Ciri-ciri Partisipasi Politik Warga Negara

Adapun Ramlan Surbakti (dalam Arifin Rahmat, 1998: 128) menyebutkan bahwa partisipasi politik adalah keikutsertaan warga negara biasa dalam menentukan segala keputusan yang menyangkut atau memengaruhi hidupnya.

Ciri-ciri yang terdapat di dalamnya antara lain sebagai berikut:

a.   Berupa kegiatan atau perilaku luar individu warga negara biasa yang dapat diamati, bukan perilaku batiniah berupa sikap dan orientasi.
b.   Kegiatan itu diarahkan untuk memengaruhi pemerintah selaku pembuat dan pelaksana keputusan politik.
c.   Kegiatan yang berhasil (efektif) ataupun yang gagal memengaruhi pemerintah termasuk dalam konsep partisipasi politik.
d.   Kegiatan memengaruhi pemerintah dapat dilakukan secara langsung ataupun secara tidak langsung.

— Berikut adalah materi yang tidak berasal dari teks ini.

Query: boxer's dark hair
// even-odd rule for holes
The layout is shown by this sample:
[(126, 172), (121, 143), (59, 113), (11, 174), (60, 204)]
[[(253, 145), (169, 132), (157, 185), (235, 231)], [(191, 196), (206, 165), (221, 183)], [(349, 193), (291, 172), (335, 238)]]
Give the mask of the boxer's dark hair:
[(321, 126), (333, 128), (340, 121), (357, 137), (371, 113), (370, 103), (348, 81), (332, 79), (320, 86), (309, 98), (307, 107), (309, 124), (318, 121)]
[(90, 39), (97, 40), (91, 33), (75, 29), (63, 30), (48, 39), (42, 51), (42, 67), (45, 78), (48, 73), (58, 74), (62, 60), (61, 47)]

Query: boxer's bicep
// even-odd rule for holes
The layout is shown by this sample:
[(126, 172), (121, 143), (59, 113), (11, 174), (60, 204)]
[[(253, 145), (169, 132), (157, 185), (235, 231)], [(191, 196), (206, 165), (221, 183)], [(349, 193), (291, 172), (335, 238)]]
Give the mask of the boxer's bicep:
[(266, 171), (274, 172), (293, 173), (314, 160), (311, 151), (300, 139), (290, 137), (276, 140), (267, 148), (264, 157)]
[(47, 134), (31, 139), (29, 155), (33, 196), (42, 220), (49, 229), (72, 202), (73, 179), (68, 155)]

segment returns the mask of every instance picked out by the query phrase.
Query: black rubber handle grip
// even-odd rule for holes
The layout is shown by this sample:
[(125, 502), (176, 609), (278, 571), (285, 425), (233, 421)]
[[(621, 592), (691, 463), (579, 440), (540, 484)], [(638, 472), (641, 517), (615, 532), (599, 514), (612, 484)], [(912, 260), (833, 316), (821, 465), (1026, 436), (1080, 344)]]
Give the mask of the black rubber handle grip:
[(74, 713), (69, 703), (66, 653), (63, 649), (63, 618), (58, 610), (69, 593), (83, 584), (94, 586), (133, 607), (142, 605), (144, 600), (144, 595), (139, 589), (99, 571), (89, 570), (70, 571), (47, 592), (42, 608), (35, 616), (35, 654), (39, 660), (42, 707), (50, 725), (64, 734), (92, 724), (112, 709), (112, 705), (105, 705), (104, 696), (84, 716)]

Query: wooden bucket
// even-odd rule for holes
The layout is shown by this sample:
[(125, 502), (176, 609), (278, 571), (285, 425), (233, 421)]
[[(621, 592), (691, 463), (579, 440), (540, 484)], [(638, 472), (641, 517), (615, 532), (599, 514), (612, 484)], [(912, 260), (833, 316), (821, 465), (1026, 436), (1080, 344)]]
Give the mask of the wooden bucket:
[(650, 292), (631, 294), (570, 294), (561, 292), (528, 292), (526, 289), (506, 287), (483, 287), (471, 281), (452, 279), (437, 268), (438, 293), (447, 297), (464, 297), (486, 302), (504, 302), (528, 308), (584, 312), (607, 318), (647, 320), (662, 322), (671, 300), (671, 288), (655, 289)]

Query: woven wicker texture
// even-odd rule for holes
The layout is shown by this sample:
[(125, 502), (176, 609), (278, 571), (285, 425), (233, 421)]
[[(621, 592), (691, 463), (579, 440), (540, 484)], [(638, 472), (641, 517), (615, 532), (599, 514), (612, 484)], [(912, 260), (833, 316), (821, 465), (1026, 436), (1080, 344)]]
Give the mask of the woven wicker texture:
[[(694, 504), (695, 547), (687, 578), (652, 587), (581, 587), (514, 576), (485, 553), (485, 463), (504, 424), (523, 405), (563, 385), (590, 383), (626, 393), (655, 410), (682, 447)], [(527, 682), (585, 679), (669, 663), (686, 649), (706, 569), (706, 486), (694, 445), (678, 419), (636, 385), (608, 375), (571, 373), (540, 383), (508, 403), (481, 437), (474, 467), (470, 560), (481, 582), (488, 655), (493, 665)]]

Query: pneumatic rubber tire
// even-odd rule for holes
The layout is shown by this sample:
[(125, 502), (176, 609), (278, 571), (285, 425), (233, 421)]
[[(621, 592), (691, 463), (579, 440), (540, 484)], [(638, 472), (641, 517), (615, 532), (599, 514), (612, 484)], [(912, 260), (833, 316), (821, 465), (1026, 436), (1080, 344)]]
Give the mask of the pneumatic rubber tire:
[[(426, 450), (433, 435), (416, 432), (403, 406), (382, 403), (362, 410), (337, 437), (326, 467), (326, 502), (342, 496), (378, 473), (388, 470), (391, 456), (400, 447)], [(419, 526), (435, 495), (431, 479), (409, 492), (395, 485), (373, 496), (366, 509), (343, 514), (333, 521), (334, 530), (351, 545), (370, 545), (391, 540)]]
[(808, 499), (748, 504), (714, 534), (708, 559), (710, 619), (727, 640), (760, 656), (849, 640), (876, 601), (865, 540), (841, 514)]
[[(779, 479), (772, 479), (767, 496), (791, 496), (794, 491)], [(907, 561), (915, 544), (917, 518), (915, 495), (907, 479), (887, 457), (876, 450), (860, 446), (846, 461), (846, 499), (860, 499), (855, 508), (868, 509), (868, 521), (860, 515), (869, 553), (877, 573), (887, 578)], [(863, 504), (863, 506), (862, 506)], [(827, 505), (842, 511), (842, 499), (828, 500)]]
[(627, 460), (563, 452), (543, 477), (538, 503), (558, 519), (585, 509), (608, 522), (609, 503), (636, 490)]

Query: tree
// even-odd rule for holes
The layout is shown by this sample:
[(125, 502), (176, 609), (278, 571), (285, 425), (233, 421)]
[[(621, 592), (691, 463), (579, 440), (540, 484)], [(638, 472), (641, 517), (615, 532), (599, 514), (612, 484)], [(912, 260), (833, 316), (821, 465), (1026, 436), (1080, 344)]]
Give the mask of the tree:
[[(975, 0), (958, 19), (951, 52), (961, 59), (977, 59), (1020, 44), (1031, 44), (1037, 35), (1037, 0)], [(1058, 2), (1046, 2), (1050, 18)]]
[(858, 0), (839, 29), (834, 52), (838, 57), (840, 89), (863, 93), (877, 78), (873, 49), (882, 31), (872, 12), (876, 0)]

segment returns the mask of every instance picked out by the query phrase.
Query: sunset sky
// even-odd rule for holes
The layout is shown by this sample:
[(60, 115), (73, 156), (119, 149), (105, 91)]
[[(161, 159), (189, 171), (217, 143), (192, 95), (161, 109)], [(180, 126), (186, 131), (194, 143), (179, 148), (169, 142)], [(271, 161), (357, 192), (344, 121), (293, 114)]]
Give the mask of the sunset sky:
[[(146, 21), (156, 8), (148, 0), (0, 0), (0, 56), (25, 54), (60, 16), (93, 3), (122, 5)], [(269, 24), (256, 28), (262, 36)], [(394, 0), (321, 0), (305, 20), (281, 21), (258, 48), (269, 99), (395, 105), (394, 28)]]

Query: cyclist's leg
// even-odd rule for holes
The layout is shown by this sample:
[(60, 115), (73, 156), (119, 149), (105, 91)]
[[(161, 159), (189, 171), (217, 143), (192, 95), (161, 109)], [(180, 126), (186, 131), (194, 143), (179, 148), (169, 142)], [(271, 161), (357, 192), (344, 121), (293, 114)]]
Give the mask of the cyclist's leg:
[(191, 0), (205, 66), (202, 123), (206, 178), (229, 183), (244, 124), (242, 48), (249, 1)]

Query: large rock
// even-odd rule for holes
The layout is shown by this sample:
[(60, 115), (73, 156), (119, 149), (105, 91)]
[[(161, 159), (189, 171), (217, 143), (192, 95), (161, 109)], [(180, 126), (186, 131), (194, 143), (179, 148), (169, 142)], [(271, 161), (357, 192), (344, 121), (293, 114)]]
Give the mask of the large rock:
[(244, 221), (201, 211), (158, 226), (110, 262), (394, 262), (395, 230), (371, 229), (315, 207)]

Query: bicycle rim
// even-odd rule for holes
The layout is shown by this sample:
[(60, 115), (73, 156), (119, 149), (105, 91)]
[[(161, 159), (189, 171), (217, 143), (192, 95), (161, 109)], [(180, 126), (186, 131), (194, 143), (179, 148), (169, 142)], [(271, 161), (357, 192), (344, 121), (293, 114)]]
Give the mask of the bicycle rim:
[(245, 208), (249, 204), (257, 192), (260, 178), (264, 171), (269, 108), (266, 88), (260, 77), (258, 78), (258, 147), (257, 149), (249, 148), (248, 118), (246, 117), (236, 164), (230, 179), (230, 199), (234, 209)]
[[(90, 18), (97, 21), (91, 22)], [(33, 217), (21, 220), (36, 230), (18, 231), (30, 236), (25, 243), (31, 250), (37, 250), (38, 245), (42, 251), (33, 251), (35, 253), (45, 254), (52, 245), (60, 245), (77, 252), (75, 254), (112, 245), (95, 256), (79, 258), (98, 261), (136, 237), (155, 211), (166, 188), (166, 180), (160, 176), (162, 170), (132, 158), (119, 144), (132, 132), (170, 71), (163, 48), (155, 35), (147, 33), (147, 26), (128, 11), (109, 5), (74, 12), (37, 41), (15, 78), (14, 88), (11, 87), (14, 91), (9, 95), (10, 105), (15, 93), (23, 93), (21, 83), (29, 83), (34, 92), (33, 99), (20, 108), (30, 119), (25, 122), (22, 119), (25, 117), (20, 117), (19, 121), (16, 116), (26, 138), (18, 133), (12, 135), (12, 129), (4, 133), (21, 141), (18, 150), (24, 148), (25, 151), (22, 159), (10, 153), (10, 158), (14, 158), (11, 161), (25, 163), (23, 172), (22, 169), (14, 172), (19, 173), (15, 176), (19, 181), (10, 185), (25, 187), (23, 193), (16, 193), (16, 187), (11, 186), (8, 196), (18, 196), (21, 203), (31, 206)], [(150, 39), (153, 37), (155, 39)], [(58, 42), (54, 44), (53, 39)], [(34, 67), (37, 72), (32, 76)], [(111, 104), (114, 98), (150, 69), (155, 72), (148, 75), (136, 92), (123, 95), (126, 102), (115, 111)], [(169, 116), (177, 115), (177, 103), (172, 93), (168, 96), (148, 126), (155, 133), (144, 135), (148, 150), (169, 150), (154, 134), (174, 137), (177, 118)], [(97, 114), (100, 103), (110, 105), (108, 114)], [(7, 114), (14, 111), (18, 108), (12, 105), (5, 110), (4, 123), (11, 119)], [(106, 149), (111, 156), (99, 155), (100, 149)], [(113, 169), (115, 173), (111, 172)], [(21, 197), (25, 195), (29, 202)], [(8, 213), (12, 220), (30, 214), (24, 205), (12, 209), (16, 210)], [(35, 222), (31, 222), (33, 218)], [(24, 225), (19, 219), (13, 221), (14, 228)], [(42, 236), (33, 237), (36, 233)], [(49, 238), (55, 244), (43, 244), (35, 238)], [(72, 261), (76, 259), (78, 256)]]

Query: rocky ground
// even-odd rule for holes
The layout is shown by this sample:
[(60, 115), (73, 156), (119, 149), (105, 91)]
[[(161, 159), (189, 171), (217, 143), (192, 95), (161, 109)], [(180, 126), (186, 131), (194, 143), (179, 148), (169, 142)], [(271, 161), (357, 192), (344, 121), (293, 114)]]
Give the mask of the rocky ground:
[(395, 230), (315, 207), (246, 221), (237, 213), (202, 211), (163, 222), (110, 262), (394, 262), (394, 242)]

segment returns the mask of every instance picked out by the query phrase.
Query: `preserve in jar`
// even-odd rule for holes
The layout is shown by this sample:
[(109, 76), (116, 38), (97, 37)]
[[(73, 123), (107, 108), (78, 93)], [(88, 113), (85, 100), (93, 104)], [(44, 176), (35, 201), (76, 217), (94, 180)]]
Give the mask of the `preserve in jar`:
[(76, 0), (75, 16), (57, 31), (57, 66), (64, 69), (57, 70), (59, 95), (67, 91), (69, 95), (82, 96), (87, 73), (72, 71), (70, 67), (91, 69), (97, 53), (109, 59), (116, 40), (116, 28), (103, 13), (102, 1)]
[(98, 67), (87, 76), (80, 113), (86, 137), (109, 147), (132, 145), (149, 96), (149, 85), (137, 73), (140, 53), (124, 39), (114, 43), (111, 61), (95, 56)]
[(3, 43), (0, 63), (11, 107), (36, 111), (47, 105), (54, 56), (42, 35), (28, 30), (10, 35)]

Kegiatan langsung berarti individu memengaruhi pemerintah tanpa menggunakan perantara. Sedangkan kegiatan tidak langsung berarti individu memengaruhi pemerintah melalui pihak lain yang dianggap dapat meyakinkan pemerintah.
e.   Kegiatan memengaruhi pemerintah dapat dilakukan, baik melalui prosedur wajar (konvensional) dan tidak berupa kekerasan (nonviolence), seperti ikut memilih dalam pemilihan umum, mengajukan petisi, melakukan kontak tatap muka, dan menulis surat, maupun dengan kekerasan (violence), seperti demonstrasi, pembang-kangan halus (seperti lebih memilih kotak kosong daripada memilih calon yang disodorkan pemerintah), huru-hara, mogok, pembangkangan sipil, serangan bersenjata, dan gerakan-gerakan politik serta revolusi.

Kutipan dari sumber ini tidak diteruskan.